Generally, when dividends are paid by a Maltese company, the shareholders become entitled to claim refunds of 6/7 of the Maltese corporate income tax paid. This results in an effective corporate income tax rate of 5 percent. The refunds are payable within 14 days from the last day of the month in which the request is made to the Maltese tax authorities.
Therefore, if a Maltese CFC earns certain types of income that would otherwise be considered subpart F income (e.g., gains from the sale of stocks or securities), that income may not be considered as subpart F income as it initially will be subject to corporate income tax in Malta at a 35 percent rate. Based on the regulations discussed above, this result should not be affected by a subsequent distribution of the earnings of the Maltese company that causes a reduction in the effective corporate income tax paid in Malta to a rate as low as 5 percent.

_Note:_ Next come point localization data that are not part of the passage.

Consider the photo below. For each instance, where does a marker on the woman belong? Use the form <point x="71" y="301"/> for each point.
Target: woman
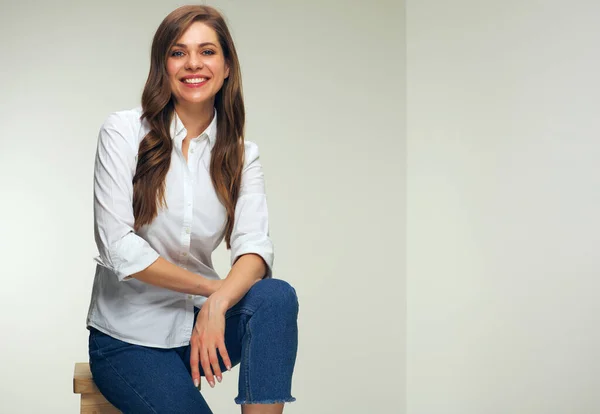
<point x="171" y="180"/>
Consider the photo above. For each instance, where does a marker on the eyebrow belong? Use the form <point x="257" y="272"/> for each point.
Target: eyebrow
<point x="199" y="45"/>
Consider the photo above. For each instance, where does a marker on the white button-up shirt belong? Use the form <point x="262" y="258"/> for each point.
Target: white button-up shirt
<point x="185" y="233"/>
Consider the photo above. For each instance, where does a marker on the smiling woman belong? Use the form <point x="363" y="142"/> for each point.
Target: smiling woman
<point x="172" y="179"/>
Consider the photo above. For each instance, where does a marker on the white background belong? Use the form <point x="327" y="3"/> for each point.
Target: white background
<point x="325" y="96"/>
<point x="503" y="205"/>
<point x="467" y="173"/>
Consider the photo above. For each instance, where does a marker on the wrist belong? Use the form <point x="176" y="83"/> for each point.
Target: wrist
<point x="219" y="303"/>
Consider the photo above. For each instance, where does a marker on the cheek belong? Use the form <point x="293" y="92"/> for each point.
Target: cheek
<point x="172" y="68"/>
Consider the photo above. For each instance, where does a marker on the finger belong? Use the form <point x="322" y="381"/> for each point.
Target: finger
<point x="194" y="361"/>
<point x="224" y="355"/>
<point x="214" y="362"/>
<point x="204" y="360"/>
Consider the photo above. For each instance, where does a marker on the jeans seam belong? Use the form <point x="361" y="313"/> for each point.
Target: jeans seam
<point x="122" y="378"/>
<point x="249" y="312"/>
<point x="247" y="358"/>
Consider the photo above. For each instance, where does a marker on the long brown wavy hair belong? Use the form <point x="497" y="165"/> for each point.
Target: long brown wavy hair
<point x="154" y="154"/>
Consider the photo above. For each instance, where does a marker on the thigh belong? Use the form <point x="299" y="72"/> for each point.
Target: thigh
<point x="138" y="379"/>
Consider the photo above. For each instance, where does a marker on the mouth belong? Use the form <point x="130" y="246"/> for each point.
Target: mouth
<point x="194" y="81"/>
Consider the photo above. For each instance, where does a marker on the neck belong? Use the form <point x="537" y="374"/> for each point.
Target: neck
<point x="195" y="118"/>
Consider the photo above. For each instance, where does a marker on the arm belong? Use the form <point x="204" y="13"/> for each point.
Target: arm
<point x="121" y="249"/>
<point x="247" y="270"/>
<point x="251" y="246"/>
<point x="251" y="258"/>
<point x="165" y="274"/>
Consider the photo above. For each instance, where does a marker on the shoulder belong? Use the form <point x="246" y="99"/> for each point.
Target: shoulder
<point x="124" y="125"/>
<point x="251" y="152"/>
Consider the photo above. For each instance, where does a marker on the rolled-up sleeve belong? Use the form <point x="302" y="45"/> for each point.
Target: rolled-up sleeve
<point x="120" y="248"/>
<point x="251" y="225"/>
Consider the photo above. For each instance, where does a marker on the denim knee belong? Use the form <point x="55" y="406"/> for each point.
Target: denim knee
<point x="277" y="293"/>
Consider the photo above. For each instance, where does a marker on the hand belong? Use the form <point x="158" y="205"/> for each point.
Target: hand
<point x="208" y="335"/>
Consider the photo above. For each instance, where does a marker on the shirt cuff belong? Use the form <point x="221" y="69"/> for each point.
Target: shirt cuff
<point x="129" y="255"/>
<point x="254" y="243"/>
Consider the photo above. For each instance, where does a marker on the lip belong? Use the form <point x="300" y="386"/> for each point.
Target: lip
<point x="195" y="76"/>
<point x="194" y="85"/>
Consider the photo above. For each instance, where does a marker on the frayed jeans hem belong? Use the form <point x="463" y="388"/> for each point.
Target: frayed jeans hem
<point x="242" y="401"/>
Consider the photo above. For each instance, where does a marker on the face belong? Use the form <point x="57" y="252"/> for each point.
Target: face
<point x="196" y="66"/>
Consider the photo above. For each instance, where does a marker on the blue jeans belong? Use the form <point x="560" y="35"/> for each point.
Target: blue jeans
<point x="261" y="334"/>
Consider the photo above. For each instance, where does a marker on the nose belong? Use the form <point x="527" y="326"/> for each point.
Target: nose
<point x="194" y="62"/>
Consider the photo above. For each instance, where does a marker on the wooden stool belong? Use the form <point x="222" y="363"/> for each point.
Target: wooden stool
<point x="92" y="401"/>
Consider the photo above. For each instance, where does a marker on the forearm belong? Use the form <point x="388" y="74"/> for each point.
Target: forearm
<point x="165" y="274"/>
<point x="246" y="271"/>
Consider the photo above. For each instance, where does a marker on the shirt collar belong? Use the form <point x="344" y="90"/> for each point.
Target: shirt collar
<point x="178" y="130"/>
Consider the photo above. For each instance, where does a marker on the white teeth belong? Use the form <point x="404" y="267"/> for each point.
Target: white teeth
<point x="196" y="80"/>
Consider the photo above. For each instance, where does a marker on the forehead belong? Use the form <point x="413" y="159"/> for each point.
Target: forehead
<point x="198" y="32"/>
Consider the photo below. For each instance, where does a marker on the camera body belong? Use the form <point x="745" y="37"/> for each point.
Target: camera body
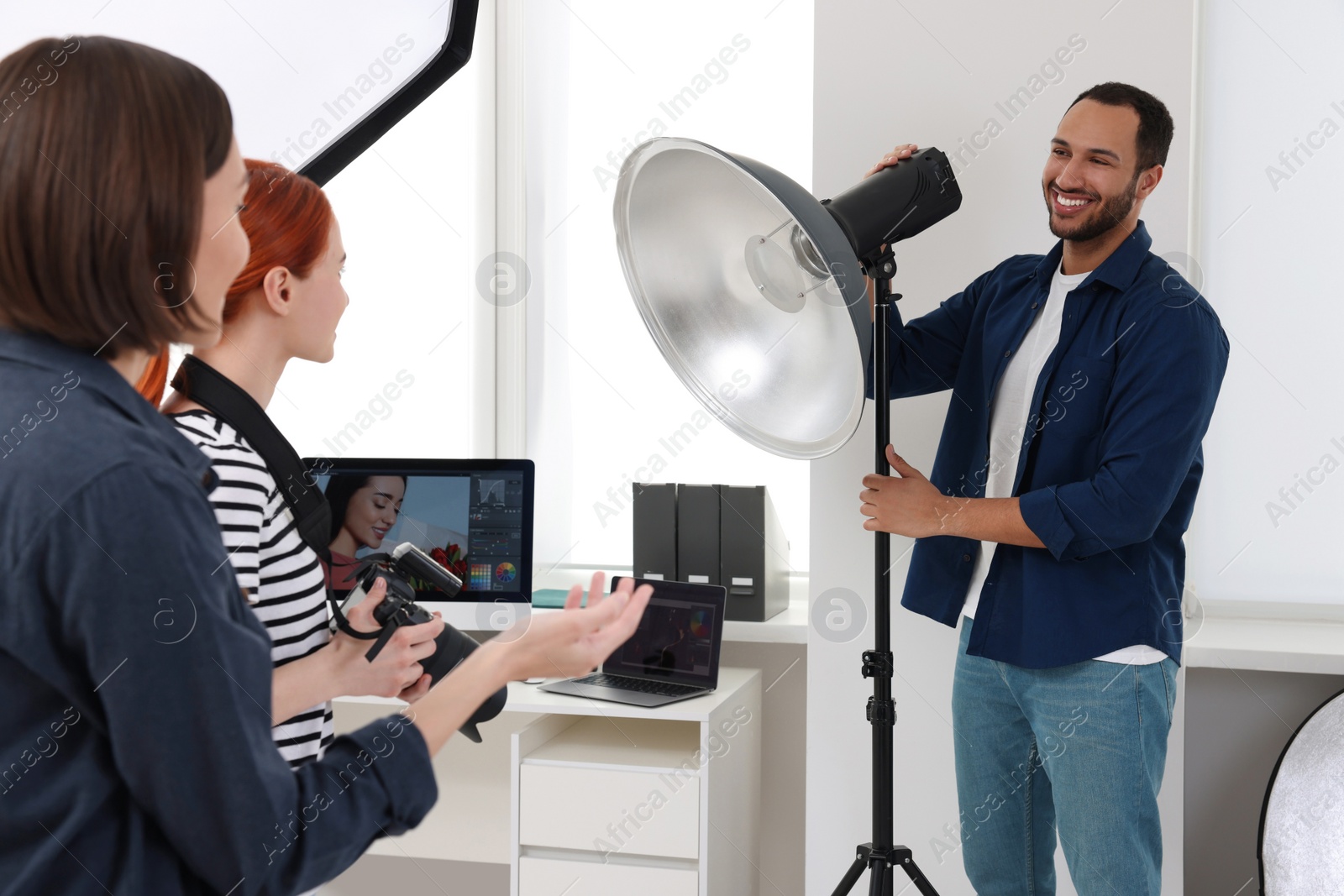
<point x="398" y="609"/>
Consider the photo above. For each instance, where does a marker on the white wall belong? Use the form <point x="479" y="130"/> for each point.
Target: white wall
<point x="1269" y="246"/>
<point x="937" y="70"/>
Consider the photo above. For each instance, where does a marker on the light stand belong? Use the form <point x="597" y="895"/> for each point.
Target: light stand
<point x="880" y="856"/>
<point x="725" y="258"/>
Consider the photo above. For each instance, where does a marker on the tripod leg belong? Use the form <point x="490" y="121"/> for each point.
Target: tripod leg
<point x="879" y="879"/>
<point x="851" y="876"/>
<point x="918" y="879"/>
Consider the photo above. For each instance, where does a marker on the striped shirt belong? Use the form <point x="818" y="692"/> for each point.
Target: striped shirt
<point x="280" y="574"/>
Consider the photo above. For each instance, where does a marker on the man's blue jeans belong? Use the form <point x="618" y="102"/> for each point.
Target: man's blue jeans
<point x="1077" y="750"/>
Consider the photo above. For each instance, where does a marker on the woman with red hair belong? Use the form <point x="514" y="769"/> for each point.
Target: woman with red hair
<point x="134" y="676"/>
<point x="286" y="304"/>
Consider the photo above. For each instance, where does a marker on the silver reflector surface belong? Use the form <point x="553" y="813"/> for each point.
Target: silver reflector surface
<point x="736" y="266"/>
<point x="1303" y="828"/>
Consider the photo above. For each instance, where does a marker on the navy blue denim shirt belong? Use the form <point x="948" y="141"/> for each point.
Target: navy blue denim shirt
<point x="1110" y="459"/>
<point x="134" y="681"/>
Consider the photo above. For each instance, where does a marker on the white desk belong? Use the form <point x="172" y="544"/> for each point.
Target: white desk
<point x="609" y="799"/>
<point x="476" y="819"/>
<point x="1265" y="637"/>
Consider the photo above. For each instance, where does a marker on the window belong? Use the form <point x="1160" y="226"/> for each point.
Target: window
<point x="604" y="409"/>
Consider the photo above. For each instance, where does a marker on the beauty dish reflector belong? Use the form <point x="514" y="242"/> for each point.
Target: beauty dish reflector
<point x="737" y="268"/>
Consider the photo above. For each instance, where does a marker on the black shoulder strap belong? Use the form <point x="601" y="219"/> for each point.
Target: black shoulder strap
<point x="228" y="402"/>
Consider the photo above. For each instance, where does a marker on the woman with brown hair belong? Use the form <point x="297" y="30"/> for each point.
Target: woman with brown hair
<point x="136" y="752"/>
<point x="286" y="304"/>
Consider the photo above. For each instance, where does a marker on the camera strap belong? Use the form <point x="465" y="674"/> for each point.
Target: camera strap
<point x="234" y="406"/>
<point x="223" y="398"/>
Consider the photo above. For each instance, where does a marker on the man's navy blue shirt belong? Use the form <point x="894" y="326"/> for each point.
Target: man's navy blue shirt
<point x="134" y="681"/>
<point x="1110" y="459"/>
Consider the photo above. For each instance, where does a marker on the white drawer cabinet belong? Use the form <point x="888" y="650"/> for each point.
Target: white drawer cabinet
<point x="591" y="808"/>
<point x="609" y="799"/>
<point x="595" y="879"/>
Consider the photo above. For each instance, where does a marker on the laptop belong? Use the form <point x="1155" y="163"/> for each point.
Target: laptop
<point x="672" y="656"/>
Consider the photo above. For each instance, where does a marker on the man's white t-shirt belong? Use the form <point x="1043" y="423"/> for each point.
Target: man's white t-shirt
<point x="1008" y="426"/>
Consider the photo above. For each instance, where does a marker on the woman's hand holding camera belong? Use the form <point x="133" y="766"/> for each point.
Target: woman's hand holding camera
<point x="551" y="645"/>
<point x="396" y="669"/>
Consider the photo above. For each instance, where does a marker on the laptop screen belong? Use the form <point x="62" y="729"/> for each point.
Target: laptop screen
<point x="472" y="516"/>
<point x="679" y="636"/>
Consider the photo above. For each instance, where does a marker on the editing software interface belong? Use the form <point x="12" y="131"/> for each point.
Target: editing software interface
<point x="472" y="521"/>
<point x="675" y="638"/>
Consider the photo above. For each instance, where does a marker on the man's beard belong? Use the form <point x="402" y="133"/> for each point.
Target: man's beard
<point x="1110" y="214"/>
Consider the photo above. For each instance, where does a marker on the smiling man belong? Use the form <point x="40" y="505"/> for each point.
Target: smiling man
<point x="1050" y="526"/>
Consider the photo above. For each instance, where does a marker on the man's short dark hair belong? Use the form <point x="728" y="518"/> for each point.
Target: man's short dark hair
<point x="1155" y="123"/>
<point x="105" y="147"/>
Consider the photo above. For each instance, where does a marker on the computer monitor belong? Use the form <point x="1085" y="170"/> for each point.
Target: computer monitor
<point x="472" y="516"/>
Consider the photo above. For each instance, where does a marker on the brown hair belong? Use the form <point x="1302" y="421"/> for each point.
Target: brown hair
<point x="1155" y="123"/>
<point x="288" y="222"/>
<point x="105" y="147"/>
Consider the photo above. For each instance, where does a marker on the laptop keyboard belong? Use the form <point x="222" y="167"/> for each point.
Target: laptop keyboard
<point x="643" y="685"/>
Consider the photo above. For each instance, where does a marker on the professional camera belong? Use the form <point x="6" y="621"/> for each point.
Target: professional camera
<point x="398" y="609"/>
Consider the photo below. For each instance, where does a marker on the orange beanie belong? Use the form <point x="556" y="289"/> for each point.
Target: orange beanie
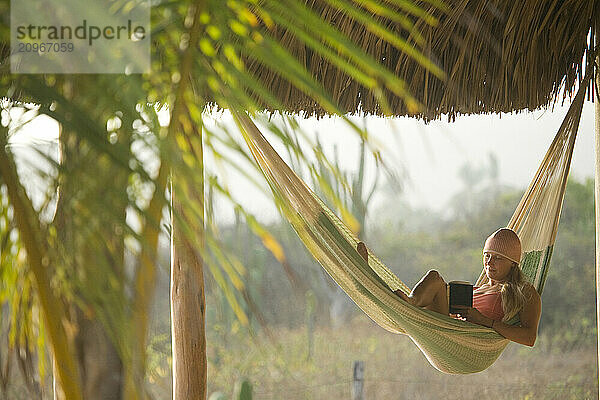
<point x="504" y="242"/>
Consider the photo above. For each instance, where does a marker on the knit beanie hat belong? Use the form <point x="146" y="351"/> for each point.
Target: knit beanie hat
<point x="504" y="242"/>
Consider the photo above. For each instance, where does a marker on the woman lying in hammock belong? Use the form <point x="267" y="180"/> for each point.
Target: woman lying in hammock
<point x="505" y="294"/>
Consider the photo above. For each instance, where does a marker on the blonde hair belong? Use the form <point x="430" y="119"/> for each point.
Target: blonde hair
<point x="513" y="292"/>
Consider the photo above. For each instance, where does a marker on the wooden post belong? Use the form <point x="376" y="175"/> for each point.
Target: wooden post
<point x="358" y="380"/>
<point x="597" y="201"/>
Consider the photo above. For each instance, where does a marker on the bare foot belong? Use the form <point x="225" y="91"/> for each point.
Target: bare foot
<point x="362" y="250"/>
<point x="404" y="296"/>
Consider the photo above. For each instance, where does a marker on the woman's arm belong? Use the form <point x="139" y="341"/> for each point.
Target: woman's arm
<point x="526" y="333"/>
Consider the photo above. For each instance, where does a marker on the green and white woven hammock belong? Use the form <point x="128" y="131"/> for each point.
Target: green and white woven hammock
<point x="450" y="345"/>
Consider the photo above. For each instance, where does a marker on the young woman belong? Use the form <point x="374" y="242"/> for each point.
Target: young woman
<point x="505" y="294"/>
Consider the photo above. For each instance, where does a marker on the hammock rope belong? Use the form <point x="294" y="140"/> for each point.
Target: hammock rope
<point x="450" y="345"/>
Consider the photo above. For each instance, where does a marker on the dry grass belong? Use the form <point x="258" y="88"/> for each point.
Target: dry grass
<point x="394" y="369"/>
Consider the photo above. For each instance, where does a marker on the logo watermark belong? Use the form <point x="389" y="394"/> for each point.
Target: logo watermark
<point x="80" y="36"/>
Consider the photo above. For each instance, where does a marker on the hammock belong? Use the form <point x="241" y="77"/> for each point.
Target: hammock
<point x="450" y="345"/>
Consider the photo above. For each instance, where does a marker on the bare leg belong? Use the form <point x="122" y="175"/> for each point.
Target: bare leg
<point x="429" y="293"/>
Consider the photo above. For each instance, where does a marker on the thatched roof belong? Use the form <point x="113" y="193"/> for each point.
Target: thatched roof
<point x="499" y="56"/>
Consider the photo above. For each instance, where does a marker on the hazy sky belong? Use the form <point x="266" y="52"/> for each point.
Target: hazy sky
<point x="431" y="154"/>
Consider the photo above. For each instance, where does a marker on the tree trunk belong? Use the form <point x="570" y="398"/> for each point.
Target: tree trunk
<point x="187" y="311"/>
<point x="597" y="195"/>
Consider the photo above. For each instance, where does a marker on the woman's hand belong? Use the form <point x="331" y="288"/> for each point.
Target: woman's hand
<point x="473" y="315"/>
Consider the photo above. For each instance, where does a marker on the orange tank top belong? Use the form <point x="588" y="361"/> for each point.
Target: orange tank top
<point x="489" y="304"/>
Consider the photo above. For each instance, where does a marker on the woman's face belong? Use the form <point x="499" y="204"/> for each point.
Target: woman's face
<point x="496" y="267"/>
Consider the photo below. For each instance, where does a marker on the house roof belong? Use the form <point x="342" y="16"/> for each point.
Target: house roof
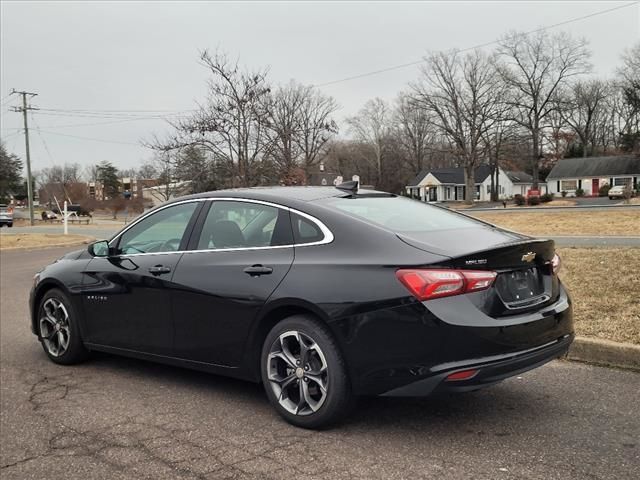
<point x="519" y="177"/>
<point x="596" y="167"/>
<point x="452" y="175"/>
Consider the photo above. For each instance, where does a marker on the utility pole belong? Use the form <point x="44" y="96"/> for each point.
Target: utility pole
<point x="24" y="110"/>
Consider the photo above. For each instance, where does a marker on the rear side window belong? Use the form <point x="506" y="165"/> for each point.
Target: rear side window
<point x="401" y="215"/>
<point x="304" y="230"/>
<point x="232" y="224"/>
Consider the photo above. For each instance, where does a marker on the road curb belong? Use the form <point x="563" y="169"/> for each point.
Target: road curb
<point x="85" y="241"/>
<point x="605" y="352"/>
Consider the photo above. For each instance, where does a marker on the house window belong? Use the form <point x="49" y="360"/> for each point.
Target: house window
<point x="622" y="182"/>
<point x="566" y="185"/>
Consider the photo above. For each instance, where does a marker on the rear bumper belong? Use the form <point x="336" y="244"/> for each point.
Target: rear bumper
<point x="490" y="370"/>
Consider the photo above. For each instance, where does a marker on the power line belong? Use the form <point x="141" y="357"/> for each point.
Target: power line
<point x="481" y="45"/>
<point x="24" y="109"/>
<point x="100" y="123"/>
<point x="97" y="110"/>
<point x="90" y="139"/>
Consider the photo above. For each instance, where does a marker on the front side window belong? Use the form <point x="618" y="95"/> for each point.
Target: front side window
<point x="305" y="231"/>
<point x="231" y="224"/>
<point x="160" y="232"/>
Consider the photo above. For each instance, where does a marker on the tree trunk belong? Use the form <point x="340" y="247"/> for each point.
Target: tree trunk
<point x="469" y="181"/>
<point x="534" y="158"/>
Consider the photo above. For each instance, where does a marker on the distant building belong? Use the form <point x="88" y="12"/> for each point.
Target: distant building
<point x="130" y="187"/>
<point x="447" y="184"/>
<point x="160" y="193"/>
<point x="591" y="173"/>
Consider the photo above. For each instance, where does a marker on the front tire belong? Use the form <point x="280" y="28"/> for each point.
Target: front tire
<point x="304" y="373"/>
<point x="58" y="329"/>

It also may be possible to continue to defer the income earned by the Maltese CFC from U.S. federal income tax by using a Maltese holding company to own the shares in the Maltese operating company. This would allow the dividend (and the corresponding Maltese tax refund) to be received by such Maltese holding company without those amounts being subject to U.S. federal income tax until repatriated by the holding company, to the United States. When the Maltese holding company does pay a dividend to the United States, such dividend should be eligible for qualified dividend rates because the United States and Malta have a comprehensive income tax treaty.
Accordingly, if successful, this structure would allow a U.S. taxpayer to defer from U.S. federal income tax certain types of income or gains that would otherwise be characterized as subpart F income (e.g., short-term or long-term capital gains, dividends, royalties, etc.) and convert such income from ordinary income (currently taxed at a maximum rate of 39.6 percent) into qualified dividend income (currently taxed at a maximum income tax rate of 20 percent), despite the fact that the effective foreign income tax rate paid would only be 5 percent.